Renaissance is an ode to minorities, full of callbacks to Black dance music from years past and in heavy collaboration with artists like Tems, SYD, Grace Jones, Big Freedia, Honey Dijon and Ts Madison. The album is dedicated to Beyonce’s Uncle Johnny. The same uncle who introduced her to the black and queer culture that the album is built on. It is an anti-capitalist manifesto with songs like “Break My Soul” and “Energy” front and center. It is a tribute to Ballroom culture, which has always been open and inclusive, even when racial segregation existed across the United States.

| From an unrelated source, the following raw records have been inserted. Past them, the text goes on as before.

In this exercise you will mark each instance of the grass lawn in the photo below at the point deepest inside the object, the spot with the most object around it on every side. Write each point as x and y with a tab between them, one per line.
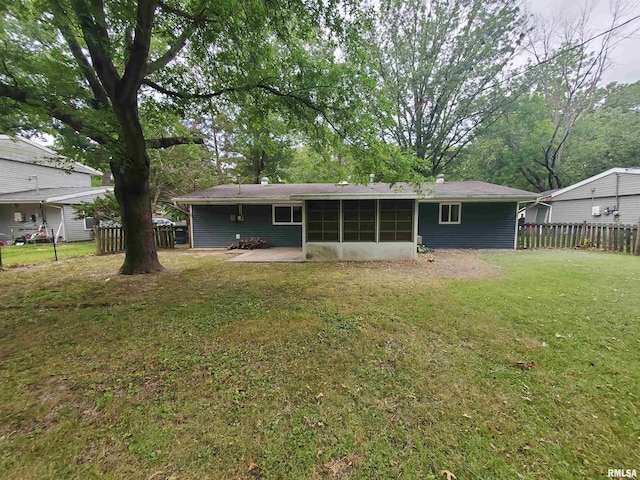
43	252
220	370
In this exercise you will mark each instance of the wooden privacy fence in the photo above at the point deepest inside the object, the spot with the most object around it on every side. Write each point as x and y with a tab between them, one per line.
111	239
612	237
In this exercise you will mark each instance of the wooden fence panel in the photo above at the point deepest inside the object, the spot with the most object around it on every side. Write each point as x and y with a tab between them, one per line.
609	237
111	239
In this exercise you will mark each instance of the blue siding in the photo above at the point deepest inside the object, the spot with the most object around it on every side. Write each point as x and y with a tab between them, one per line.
212	227
484	225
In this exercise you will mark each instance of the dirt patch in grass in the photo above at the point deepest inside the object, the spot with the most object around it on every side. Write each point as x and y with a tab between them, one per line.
460	264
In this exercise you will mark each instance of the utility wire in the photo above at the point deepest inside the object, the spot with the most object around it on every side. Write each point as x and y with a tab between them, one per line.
569	49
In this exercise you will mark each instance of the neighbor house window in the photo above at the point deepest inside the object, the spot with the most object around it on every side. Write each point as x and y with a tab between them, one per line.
287	215
396	220
323	220
450	213
89	223
359	221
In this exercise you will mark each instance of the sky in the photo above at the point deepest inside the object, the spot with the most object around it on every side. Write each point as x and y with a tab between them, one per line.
625	58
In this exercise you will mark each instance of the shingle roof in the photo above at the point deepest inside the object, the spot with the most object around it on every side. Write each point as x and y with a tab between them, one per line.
293	191
66	195
26	151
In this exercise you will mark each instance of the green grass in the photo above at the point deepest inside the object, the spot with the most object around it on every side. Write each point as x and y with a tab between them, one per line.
30	254
231	370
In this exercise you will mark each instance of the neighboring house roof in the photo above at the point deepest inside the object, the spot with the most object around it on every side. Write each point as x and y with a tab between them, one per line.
549	195
307	191
23	150
63	195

Queer people (largely Black and Brown) were able to create families and be their most true selves in a safe, welcoming environment. Capitalism and Ballroom do not and can not coexist. Incredibly, Beyonce has long cited ballroom culture as an influence of hers (no surprise considering her fondness for her Uncle Johnny). As far back as 2006, Beyonce is quoted discussing “…how inspired she’s been by the whole drag-house circuit in the States, an unsung part of black American culture where working-class gay men channel ultra-glamour in mocked-up catwalk shows. ‘I still have that in me’, she says of the ‘confidence and the fire you see on stage…”

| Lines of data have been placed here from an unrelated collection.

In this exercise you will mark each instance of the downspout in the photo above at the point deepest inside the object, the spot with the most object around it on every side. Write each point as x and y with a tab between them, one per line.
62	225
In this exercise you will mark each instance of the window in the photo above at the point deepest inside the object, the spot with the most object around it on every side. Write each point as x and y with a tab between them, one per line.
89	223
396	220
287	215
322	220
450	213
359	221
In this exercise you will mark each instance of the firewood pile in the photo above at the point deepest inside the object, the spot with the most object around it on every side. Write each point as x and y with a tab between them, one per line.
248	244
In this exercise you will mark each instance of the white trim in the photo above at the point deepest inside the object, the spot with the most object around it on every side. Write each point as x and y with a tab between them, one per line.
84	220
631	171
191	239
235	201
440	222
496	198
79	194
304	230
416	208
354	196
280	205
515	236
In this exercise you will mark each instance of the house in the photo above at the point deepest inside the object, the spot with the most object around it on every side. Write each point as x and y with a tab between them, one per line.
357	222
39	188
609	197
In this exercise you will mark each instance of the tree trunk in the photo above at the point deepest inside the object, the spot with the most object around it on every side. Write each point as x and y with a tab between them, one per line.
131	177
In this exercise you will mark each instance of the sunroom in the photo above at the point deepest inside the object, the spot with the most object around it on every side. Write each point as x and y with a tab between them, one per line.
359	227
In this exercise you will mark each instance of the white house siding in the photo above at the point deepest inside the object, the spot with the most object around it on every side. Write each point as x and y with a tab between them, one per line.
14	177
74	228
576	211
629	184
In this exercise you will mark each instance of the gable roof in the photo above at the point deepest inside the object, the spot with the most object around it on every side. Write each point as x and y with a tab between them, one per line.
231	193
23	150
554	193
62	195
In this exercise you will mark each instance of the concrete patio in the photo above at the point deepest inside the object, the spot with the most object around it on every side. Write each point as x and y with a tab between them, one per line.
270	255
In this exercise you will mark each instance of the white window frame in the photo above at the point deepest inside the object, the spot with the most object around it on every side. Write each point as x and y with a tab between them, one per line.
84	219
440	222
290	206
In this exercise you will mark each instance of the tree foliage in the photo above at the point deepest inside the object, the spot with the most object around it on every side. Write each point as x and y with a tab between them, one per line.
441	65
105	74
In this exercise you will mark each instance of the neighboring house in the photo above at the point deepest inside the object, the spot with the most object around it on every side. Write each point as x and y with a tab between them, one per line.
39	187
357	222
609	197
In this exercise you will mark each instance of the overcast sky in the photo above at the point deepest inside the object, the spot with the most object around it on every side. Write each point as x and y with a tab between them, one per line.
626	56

A black woman with a short hair cut, wheres a sparkly pink tank top, with red and black eyeshadow and lips. A black woman wears a black boatneck dress and gloves with gold nail tips on the gloves. A Black person wears a sparkly rainbow top with large collared chocker and earrings that read queen.
From left to right: Grace Jones, Beyonce, Big Freedia

And yet a lot of Beyonce’s recent actions don’t align with her messaging. This concert is far from easy and accessible to even the most marginalized of us (like ballroom is). With lyrics like “Only double lines we cross is dollar signs” existing in the same world as Beyonce and Jay-Z (and their guests) crossing literal picket lines for their Oscars Afterparty last year, it’s feeling like her activism is a bit performative-despite philanthropic ventures created and sustained by the BeyGOOD Initiative. If your actions don’t align with your money and your words…the activism is not real.  I suppose the question that’s been nagging me about whether or not to purchase tickets, is what is the real message Beyonce’ is sending fans? How am I supposed to “release my job”, abandoning our capitalist structure and also afford your concert tickets, Queen Bey?

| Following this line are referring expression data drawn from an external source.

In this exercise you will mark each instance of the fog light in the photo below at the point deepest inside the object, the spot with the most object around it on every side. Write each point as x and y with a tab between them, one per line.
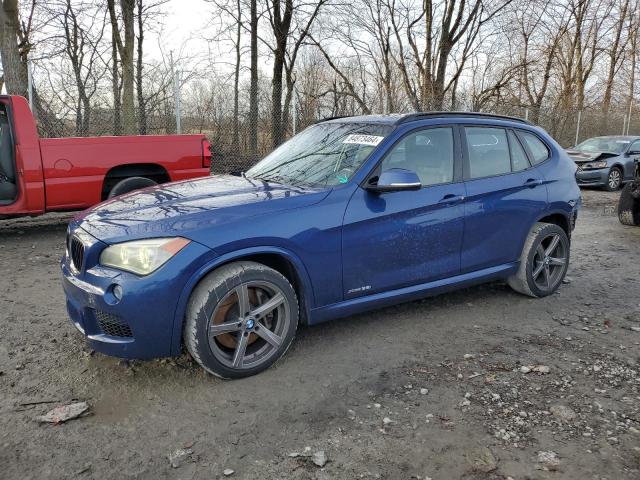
117	292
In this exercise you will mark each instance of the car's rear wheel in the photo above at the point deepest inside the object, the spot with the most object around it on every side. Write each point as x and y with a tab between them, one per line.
129	185
241	318
614	179
543	262
629	204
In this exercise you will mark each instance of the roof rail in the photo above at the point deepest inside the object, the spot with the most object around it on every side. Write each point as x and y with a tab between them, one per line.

I said at the beginning of this op-ed that I love Beyonce’ and I do, but in a time where millions of people are struggling to make ends meet, when we’re on the verge of a recession and COVID cases (which still affect marginalized communities at disproportionately high rates) are once again on the rise,  how fans are treated matters more than ever and how much you charge for tickets, when you choose to release them and what platforms you sell tickets on is as much a reflection of that care as the quality of the performance you put on. 

A large crowd faces a brightly lit stage.
The audience at Beyonce’s Coachella performance.

Another thing I’m considering when thinking about ticket purchases is the recent Taylor Swift Ticketmaster debacle. Swift’s planned presale was eviscerated by TicketMaster’s inability to deal with what it called ‘historic’ demand for tickets. It was unprepared for the number of bots, Verified Fans, non-Verified Fans and didn’t have enough tickets to meet demand anyway. Many artists use Ticketmaster because a monopoly has developed-a lot of the largest stadiums in the nation only use TicketMaster to source tickets. But artists control this in a way. If they refuse to perform at stadiums that utilize TicketMaster…those venues will stop using the platform. 

I’m still not convinced I won’t buy tickets, but I’m less certain than I once was when I first streamed Renaissance. Either way, fingers crossed that some portion of what is sure to be an incredible show winds up on Netflix as Beyonce has yet to complete her three project deal with the streaming platform. 

What say you Beyhive? What are you willing to give up to see Beyonce’ in person?